İnkılâpçı ("Revolutionary") was a weekly newspaper in Cyprus, closed in 1955.

==History==
İnkılâpçı (Revolutionary) was first published on 13 September 1955.

The newspaper would be published for 15 weeks, in that period of time being viewed as the voice of the working classes; it published articles regarding all of the important social and economical subjects of those days.
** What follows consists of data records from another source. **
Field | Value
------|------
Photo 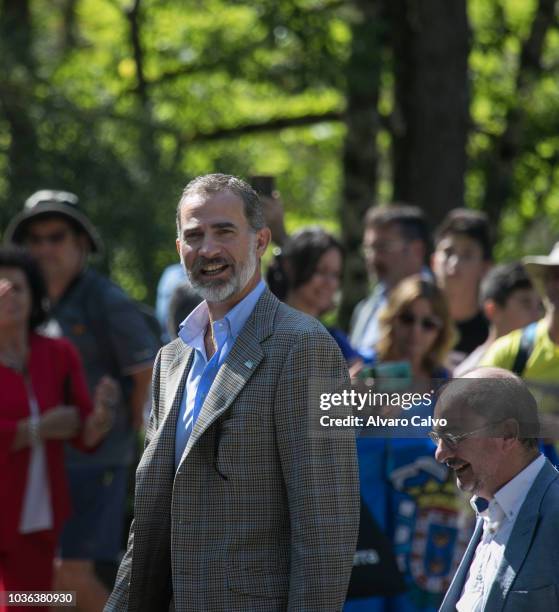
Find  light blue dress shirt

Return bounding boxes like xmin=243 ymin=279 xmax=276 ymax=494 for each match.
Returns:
xmin=175 ymin=280 xmax=266 ymax=469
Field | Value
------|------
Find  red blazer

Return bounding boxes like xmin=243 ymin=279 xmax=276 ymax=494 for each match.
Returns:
xmin=0 ymin=333 xmax=92 ymax=551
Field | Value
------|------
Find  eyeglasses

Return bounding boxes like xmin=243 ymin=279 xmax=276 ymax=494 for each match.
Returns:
xmin=427 ymin=421 xmax=502 ymax=450
xmin=398 ymin=312 xmax=442 ymax=332
xmin=26 ymin=229 xmax=70 ymax=246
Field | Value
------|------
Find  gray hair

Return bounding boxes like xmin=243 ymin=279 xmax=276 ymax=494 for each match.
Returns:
xmin=177 ymin=173 xmax=266 ymax=234
xmin=437 ymin=367 xmax=540 ymax=450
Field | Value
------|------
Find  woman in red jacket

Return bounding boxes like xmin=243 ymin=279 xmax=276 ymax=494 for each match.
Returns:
xmin=0 ymin=248 xmax=112 ymax=612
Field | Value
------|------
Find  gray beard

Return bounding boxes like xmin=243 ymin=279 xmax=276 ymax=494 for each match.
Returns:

But after the British colonial administration declared and emergency situation on 14 December 1955, the newspaper was closed together with Neos Democratis, the daily newspaper of AKEL. Initially AKEL, and then the leftist villager's, socialist youth and women's organizations were outlawed, with many leftists arrested and imprisoned.

As it can be understood from the article under the title "Threat", published in the last issue of İnkılâpçı on 12 December 1955, the then Turkish Cypriot leadership and its underground organisations sent letters of threat to the publishing team of İnkılâpçı, bearing passages such as "stop the publication of İnkılâpçı, you will be killed, your heads will be crushed".

Several years after the closure of the newspaper, its former editor, Fazıl Önder, was assassinated on 24 May 1958 by the TMT. Hulus İbrahim, the co-founder of İnkılâpçı, fled to London to save his life on the same day of Önder's death.